Modern dress seems almost de rigueur for Shakespeare productions these days-and understandably so. More than just a way of keeping wardrobe costs down, modern dress provides accessibility for audiences who may feel alienated by the archaic language. Modern dress also lends some authenticity, considering that in Shakespeare’s time, plays were performed in contemporary costume, regardless of historical setting.

When viewing such a “modernized” version of Shakespeare, it’s hard not to be struck with an initial sense of incongruity. Can we really accept an actor in 21st-century street clothes speaking in early-modern English? If the play is done well, as the powerful new City Lights production of Hamlet is, then we can accept it just as readily as we can accept actors talking to themselves in soliloquy.

Director Kit Wilder’s “updating” of Hamlet does more than stick the players in jeans and hoodies. The characters are all vaguely recognizable as modern archetypes. Rosencrantz and Guildenstern, played by Adam Magill and Martin Gutfeldt, resemble two yuppies on the make. Male authority figures like Polonius (Jeff Kramer) are austere businessmen in suits and ties. However, in a postmodern nod to the productions of yesteryear, the play-within-a-play sequence uses faux-Elizabethan costumes and Renaissance music piped from a laptop computer.

What about the complex, ambiguous Prince of Denmark himself? Thomas Gorrebeeck eschews subtlety and emphasizes the crazier side of the character. Clearly unstable, with normal inhibitions slowly melting away, this Hamlet tends to gyrate suggestively against others, though during his scenes with Queen Gertrude (Kristin Brownstone), we are spared the strong Oedipal connotations that are sometimes interpolated into the play.
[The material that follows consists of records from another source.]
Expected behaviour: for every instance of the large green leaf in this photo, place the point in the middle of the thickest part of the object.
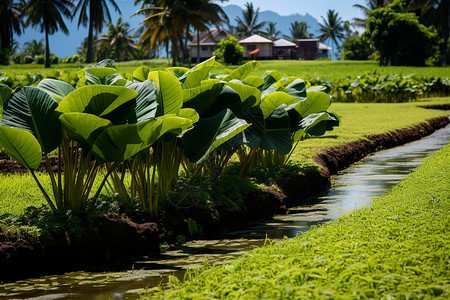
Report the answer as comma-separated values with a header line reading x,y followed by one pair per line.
x,y
316,124
5,92
241,72
210,133
33,110
170,93
194,77
315,102
22,146
99,100
272,101
56,88
146,101
83,128
120,142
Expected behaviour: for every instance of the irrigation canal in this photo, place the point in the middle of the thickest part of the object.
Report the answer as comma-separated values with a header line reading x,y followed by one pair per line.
x,y
352,188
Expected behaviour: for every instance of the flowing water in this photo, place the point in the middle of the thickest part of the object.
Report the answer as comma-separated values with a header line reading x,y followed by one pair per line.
x,y
351,189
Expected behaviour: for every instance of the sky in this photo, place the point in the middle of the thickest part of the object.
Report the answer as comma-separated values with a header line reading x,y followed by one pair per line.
x,y
63,45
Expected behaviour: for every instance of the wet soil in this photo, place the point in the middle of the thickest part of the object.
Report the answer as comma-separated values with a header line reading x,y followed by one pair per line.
x,y
117,240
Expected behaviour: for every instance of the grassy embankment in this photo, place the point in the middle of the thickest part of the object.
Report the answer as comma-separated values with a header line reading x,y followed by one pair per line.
x,y
287,67
358,120
399,248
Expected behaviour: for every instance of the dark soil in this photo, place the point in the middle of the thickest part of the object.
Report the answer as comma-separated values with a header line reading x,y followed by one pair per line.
x,y
113,240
As Gorrebeeck veers between calm self-reflection and foam-spattered tirades, he leaves the viewer in a state of unease, with the sense that Hamlet could go completely off the rails at any moment. The stark lighting and eerie sound effects used to set the mood of Kronborg Castle add to this unsettling effect, and the atmosphere, more than a backdrop for the action, is a window into the mind of the disturbed prince. It also engulfs the victims of Hamlet’s vengeance. The hero’s madness seems to infect Sarah Moser’s anguished Ophelia like a disease, while Tom Gough’s strangely sympathetic Claudius grows increasingly desperate and violent.

All in all: a fresh and provocative take on Shakespeare’s brooding tragedy.